Unfortunately, like all disagreements, the truth is not black and white, but shades of gray. While there may be incidences of violations by the Chinese, the issue is complicated by the fact that there are just as many grievances levied against the U.S. by not just China, but by many other countries charging U.S. with hypocrisy when it comes to global trade practices. Global Trade Watch and other international organizations document these long lists of U.S. violations so I won’t belabor them in this post, but it is safe to say that cases have been made that the U.S. is as much a transgressor. Meanwhile, the broader belief that the U.S. believes in free markets while China doesn’t is problematic. The U.S. corporate tax code, as we hear often, is filled with huge tax breaks, credits, and subsidies to a variety of industries. The U.S. government also makes or backs billions in low-cost loans to private companies — as the Solyndra episode has spotlighted. The U.S. regularly grants Indefinite Quantity Contracts (IQCs) which basically amount to indefinite wire transfers of federal money to private entities that win these lifetime government contracts. Such practices sound pretty similar to China’s relationship with state-owned enterprises even if these American entities are technically private. Thus, hostile rhetoric accompanied by hostile actions by Washington will not be met with much sympathy by foreign ears while leaving U.S. competitiveness and job creation unaddressed.
However, this trade bill is misguided and dangerous on even other levels because it actually aggravates U.S. economic problems. Rather than protect American jobs, punitive duties will make products more expensive to American consumers and companies while at the same time make American employers and employees less competitive in the global economy because they are shielded from competition in the U.S. but not in foreign countries. But because companies must compete globally to survive in this day and age, this inability to compete abroad will translate into lost American jobs anyway. This punitive trade bill to punish the Chinese will just backfire if these American companies cannot bring their costs down and be as nimble as the Chinese when competing in other markets. Worse, it could kick start a trade war in which everyone in the global economy will lose by creating spillover effects.
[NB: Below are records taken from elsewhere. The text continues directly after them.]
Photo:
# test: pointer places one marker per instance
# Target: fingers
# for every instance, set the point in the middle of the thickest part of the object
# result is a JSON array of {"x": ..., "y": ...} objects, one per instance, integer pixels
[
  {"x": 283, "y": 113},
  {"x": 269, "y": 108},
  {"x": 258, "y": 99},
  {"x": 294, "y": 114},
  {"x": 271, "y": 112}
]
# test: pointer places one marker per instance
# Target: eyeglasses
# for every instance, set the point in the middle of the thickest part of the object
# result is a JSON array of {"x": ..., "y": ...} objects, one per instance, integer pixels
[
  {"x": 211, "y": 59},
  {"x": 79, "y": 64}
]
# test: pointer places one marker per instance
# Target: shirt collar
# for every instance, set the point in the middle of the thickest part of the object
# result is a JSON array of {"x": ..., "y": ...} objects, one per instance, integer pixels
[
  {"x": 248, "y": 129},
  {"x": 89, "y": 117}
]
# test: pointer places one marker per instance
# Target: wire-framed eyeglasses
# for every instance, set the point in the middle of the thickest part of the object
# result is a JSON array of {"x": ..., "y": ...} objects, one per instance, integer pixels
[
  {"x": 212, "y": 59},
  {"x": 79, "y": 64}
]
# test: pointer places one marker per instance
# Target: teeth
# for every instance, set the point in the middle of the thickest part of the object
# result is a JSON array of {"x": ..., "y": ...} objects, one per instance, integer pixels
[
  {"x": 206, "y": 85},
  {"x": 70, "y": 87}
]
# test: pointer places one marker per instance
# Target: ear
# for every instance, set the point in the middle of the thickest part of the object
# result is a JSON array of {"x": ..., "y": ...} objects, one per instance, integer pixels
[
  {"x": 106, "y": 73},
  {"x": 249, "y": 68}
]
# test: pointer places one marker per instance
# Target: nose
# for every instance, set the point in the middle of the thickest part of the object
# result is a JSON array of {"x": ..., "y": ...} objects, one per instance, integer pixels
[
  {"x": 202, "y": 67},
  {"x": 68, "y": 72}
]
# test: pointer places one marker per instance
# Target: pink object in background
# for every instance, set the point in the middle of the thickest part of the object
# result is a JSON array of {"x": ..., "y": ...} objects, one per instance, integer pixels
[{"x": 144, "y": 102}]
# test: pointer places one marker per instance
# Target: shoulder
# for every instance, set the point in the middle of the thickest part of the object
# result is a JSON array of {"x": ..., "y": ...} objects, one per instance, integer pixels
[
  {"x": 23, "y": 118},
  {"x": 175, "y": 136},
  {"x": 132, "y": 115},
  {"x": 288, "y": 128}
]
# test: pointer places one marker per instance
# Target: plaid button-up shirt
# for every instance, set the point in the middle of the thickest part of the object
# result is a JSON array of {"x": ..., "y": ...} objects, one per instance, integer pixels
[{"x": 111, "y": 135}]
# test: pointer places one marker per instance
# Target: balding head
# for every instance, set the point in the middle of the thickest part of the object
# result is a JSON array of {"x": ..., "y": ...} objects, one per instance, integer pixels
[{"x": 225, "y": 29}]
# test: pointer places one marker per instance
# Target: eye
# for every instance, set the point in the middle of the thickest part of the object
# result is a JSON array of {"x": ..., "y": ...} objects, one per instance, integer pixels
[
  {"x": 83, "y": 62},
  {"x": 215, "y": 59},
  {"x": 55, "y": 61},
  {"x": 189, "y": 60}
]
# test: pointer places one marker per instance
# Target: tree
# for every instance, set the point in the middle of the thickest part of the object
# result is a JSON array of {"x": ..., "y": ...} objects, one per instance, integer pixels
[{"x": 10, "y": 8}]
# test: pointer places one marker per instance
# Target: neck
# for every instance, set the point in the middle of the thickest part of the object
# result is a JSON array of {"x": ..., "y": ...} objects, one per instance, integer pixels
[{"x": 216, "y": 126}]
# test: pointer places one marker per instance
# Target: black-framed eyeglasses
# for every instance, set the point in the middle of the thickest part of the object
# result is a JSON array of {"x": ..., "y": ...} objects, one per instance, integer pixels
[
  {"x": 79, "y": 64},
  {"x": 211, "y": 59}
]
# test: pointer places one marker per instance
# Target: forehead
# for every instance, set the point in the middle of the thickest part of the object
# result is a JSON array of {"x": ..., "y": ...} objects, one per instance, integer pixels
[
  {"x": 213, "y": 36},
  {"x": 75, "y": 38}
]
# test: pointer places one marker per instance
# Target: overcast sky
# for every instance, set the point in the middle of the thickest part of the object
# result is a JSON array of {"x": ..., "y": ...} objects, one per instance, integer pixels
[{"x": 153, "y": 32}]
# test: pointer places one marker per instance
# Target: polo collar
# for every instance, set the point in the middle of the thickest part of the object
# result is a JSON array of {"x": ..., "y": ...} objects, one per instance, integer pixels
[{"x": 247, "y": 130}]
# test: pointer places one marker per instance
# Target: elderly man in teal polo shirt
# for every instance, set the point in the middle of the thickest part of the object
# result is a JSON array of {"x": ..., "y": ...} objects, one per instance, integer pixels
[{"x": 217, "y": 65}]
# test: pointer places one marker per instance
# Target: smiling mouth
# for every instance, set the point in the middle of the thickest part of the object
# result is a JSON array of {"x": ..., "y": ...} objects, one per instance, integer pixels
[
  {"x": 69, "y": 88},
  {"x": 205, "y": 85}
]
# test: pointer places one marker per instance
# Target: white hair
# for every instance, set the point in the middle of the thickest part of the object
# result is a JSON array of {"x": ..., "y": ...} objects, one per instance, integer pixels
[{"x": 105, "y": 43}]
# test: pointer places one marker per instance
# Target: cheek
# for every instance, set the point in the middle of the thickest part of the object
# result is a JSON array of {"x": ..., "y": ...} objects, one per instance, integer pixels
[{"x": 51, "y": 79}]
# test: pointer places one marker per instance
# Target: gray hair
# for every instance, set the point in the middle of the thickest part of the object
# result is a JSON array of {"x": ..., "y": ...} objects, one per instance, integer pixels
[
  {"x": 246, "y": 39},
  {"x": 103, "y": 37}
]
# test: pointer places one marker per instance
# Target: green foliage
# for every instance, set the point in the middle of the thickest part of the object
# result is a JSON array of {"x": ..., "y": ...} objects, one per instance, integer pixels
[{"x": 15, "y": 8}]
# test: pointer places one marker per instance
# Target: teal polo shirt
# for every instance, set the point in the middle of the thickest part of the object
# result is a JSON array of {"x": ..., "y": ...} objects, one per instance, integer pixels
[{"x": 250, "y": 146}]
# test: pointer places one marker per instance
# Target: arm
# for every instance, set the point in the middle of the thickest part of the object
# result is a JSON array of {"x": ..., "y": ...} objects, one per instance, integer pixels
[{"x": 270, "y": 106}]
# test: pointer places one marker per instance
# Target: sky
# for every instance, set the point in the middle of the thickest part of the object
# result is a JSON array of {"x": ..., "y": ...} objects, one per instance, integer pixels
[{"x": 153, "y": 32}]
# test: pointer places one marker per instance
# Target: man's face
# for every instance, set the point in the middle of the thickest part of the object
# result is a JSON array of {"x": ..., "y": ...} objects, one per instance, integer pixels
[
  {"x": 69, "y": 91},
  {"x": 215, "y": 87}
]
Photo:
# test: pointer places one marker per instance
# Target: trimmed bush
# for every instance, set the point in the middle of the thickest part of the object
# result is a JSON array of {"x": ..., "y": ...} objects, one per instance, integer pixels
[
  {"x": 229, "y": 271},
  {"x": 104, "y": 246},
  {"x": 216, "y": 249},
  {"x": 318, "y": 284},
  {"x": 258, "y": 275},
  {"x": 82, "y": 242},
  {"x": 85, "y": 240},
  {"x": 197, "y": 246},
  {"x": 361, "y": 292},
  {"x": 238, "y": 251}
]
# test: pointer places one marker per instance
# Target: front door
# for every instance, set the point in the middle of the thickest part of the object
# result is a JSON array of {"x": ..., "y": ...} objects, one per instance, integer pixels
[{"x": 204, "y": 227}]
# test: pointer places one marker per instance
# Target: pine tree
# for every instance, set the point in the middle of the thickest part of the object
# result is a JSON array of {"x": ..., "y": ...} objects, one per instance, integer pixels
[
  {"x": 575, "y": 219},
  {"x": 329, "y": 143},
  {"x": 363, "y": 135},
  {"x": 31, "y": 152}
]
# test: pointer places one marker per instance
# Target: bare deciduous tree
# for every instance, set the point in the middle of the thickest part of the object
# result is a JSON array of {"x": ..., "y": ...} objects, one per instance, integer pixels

For instance, competitive American companies may face reciprocal duties slapped on them from foreign countries, causing a downward spiral similar to the conditions that led to World War II.
A more productive bill will be one in which America invests in industries that still have a chance at winning. Germany, for example, uses feed-in tariffs to support the development and use of green technologies. If America invested more in high tech and biotech R&D, where it has more advantages, and provided easier access to capital for small and medium-sized companies, then America will be more actively and directly creating jobs without creating ill will with its trading partners. America already subsidizes agriculture, banks, autos, and other large industries that have benefited tremendously as witnessed by their record profits. The problem is that those who benefited have largely been the ones with heavy lobbying power and who also failed to distribute their profits more evenly to their employees. Let’s get Congress to write bills that look forward, not backward.